The difference between a time-varying and a non-linear system?
Why the fact that a system obeys superposition vastly eases the task of analyzing its dynamic behavior?
------------
From memory, a learn system is not simply that of superposition. A linear function, of which a system is represented mathematically, must poses the linearity properties. That if addition, scalar multiplication, homogeneity, and one more that I can't recall(since I was forbidden to look at wiki you'll have to do it for me ;). Basically,
A linear system essentially has a well defined Fourier transform, causality, superposition, etc... But there are superposition itself does not make a linear system.
Essentially a if you add two linear systems together you get another linear system(that is the idea of superposition). But there are systems that when added together give linear systems and non-linear systems.
In any case LTI systems are the most simple types of systems and generally are equivalent to solving systems of linear equations(ultimately). Hence it is most natural that these would bet he first types of systems studied and the most machinery developed for them. Much of mathematics deals with these types of systems.
Most non-linear systems are intractable. Not only do they have no way to algebraically solve them their numerical solutions are unstable.

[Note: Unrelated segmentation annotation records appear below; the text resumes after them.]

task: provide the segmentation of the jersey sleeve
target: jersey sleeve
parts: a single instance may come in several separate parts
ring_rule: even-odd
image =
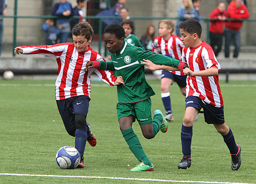
[[[59,58],[67,45],[56,44],[52,45],[22,46],[23,54],[43,54],[54,58]]]
[[[160,54],[148,51],[138,51],[138,56],[140,61],[143,59],[148,59],[156,65],[166,65],[172,67],[179,66],[180,61]]]
[[[99,69],[104,70],[115,71],[113,62],[112,61],[100,61],[100,65]]]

Obviously if you can break a system into components, study the individual components, and easily "reassemble" the system you have a drastically reduced the complexity. This is why "superposition" is important. Again, it's more important the concept of linearity and because linear systems "add".
Another way of looking at it is if one knows the response to the impulse function of a linear system one knows how the function will respond to any function since any function can be written as a convolution/integral/sum of the impulse functions. Since the system is linear, the operations commute:
let S(.) be the system and f(t) be the input S(f(t)) = S(int(f(t)*dirac(t))) = int(f(t)*S(dirac(t)))

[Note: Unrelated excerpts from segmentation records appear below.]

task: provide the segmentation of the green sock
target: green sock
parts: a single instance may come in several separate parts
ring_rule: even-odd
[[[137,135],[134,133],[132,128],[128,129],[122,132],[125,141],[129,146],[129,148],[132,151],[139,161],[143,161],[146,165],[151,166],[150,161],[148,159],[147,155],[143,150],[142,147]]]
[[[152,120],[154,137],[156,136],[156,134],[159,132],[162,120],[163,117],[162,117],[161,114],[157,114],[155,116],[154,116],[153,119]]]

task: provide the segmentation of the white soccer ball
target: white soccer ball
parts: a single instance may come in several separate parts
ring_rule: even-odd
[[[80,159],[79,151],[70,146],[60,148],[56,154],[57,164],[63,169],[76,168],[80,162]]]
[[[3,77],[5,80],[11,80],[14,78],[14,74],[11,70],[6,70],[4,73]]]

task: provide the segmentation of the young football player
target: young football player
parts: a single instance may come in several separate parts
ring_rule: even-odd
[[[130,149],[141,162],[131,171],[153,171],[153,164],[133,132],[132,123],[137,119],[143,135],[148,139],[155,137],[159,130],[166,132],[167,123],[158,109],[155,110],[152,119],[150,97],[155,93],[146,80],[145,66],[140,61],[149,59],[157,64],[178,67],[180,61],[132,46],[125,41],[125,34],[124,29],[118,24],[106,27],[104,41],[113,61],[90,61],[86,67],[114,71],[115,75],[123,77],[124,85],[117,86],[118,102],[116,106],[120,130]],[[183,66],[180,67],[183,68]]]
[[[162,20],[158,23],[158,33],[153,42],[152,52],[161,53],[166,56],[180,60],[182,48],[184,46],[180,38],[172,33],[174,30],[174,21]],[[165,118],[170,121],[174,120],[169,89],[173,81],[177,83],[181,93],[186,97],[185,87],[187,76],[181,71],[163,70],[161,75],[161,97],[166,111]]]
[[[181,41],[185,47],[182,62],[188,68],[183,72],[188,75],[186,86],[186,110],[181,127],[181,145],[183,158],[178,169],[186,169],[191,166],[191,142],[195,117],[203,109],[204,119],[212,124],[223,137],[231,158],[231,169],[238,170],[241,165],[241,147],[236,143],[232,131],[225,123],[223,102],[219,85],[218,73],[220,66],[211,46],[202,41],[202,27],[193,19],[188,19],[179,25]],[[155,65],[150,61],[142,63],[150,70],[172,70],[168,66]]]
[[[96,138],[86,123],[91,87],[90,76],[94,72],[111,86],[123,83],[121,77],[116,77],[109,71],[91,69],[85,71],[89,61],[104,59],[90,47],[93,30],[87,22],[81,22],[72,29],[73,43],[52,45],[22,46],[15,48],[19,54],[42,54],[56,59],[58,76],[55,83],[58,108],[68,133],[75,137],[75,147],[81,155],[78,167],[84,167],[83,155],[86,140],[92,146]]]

So if S(dirac(t)) is known or easily obtained(which it almost always is) then the "response"(or what we know as the transfer function is very easily obtained. For non-linear systems S(.) cannot commute and we can't make such implications.

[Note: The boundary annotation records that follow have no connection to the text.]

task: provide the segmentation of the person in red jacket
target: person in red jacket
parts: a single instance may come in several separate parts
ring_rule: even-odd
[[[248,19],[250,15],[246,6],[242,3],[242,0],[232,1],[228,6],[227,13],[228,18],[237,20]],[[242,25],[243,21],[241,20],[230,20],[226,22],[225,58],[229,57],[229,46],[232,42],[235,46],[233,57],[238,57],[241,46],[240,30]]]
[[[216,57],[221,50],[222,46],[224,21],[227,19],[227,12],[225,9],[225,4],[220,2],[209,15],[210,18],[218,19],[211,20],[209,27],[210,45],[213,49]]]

But note there is a similar way to analyze non-linear systems but instead of using the dirac function we use white noise. In this case the decomposition is much more complex but supposedly it is possible(mathematically). There simply is not enough machinery/intelligence to make analyzing such systems productive.
One other point that makes non-linear systems so complex is that a very slight change in the structure can result in drastically different outcomes. This is not true for linear systems. Small perturbations result in small perturbations. Of course there are non-linear systems that are approximately linear or can be linearly approximated(for example, the simple pendulum).
Most electrical components are approximately linear and therefor when combining such components we get an approximately linear system. When a non-linear component is introduced we generally approximately it as a piecewise linear system(transistors "regions", etc...).
In some sense linearity is all that most people can comprehend.